Examples of the operation information measured by the measuring unit include temperature, pressure, gas component, gas flow velocity, dust concentration, image, and the like. Specifically, the temperature inside or on the surface of the bleed air pipe 12, the temperature of the kiln gas in the rising duct 51 or the kiln tail 52, the temperature of the kiln gas flowing into the bleed air pipe 12, the pressure of the kiln gas or the bleed air gas, the kiln gas or the bleed air gas. The gas component of the above, the dust concentration contained in the kiln gas or the bleed air gas, the image of the inside of the bleed air pipe 12, and the like can be mentioned. Examples of the measuring unit include a temperature sensor, a pressure sensor, a gas component sensor, a flow velocity sensor, a camera, and the like.

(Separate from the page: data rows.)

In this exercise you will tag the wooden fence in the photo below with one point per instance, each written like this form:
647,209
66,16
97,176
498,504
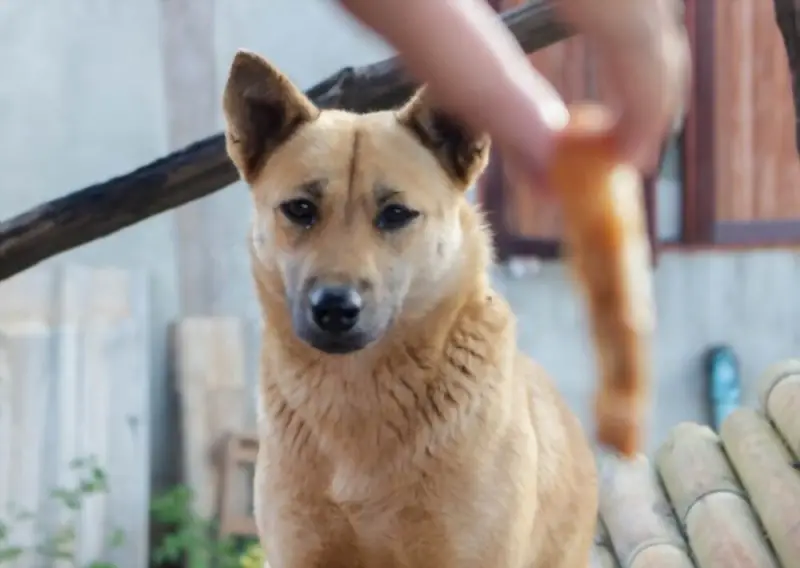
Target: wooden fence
74,418
216,369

The chlorine bypass equipment 100 may include a control unit that outputs a control signal for adjusting the introduction position and / or the introduction amount of the cooling gas to the adjustment units 11a to 11f, 11g based on the operation information measured by the measurement unit. good. The control unit may be a normal computer system, and may include, for example, a CPU (Central Processing Unit), a ROM (Read Only Memory), a RAM (Random Access Memory), an input / output interface, and the like.

By providing the control unit, the adjusting units 11a to 11g can automatically control the introduction position and the introduction amount of the cooling gas 62. For example, the temperature T1 near the bleeding port 12a of the bleeding pipe 12 is measured by the measuring unit, and when the temperature T1 falls below the lower limit, the adjusting units 11a to 11f, 11g set the introduction position of the cooling gas 62 in the bleeding pipe 12. Move to the downstream side. Alternatively, the amount of cooling gas 62 introduced is reduced. As a result, it is possible to prevent the cooling gas from flowing into the rising duct 51 (kiln tail 52). On the other hand, when the temperature T1 exceeds the upper limit, the adjusting units 11a to 11g change the introduction position of the cooling gas toward the upstream side of the bleeding pipe 12. Alternatively, the amount of cooling gas 62 introduced is increased. As a result, the amount of dust that accompanies the kiln gas and is brought into the bleeding pipe 12 can be reduced.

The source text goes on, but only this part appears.